When translating, say, Chinese to French, previous best multilingual models train on Chinese to English and English to French, because English training data is the most widely available. Our model directly trains on Chinese to French data to better preserve meaning. It outperforms English-centric systems by 10 points on the widely used BLEU metric for evaluating machine translations.
M2M-100 is trained on a total of 2,200 language directions—or 10× more than previous best, English-centric multilingual models. Deploying M2M-100 will improve the quality of translations for billions of people, especially those who speak low-resource languages.
This milestone is a culmination of years of Facebook AI’s foundational work in machine translation. Today, we’re sharing details on how we built a more diverse MMT training data set and model for 100 languages. We’re also releasing the model, training, and evaluation setup to help other researchers reproduce and further advance multilingual models.
…In a culmination of many years of MT research at Facebook, we’re excited to announce a major milestone: the first single massive MMT model that can directly translate 100×100 languages in any direction without relying on only English-centric data.

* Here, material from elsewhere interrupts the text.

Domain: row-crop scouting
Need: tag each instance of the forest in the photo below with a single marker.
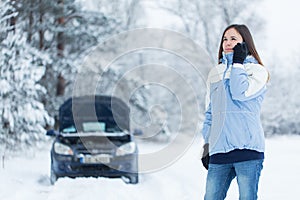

Our single multilingual model performs as well as traditional bilingual models and achieved a 10 BLEU point improvement over English-centric multilingual models. Using novel mining strategies to create translation data, we built the first truly “many-to-many” data set with 7.5 billion sentences for 100 languages. We used several scaling techniques to build an universal model with 15 billion parameters, which captures information from related languages and reflects a more diverse script of languages and morphology.
…It’s a lot easier to find translations for Chinese to English and English to French, than, say, French to Chinese. What’s more, the volume of data required for training grows quadratically with the number of languages that we support. For instance, if we need 10M sentence pairs for each direction, then we need to mine 1B sentence pairs for 10 languages and 100B sentence pairs for 100 languages.
We took on this ambitious challenge of building the most diverse many-to-many MMT data set to date: 7.5 billion sentence pairs across 100 languages. This was possible by combining complementary data mining resources that have been years in the making, including ccAligned, ccMatrix, and LASER. As part of this effort, we created a new LASER 2.0 and improved fastText language identification, which improves the quality of mining and includes open sourced training and evaluation scripts. All of our data mining resources leverage publicly available data and are open sourced.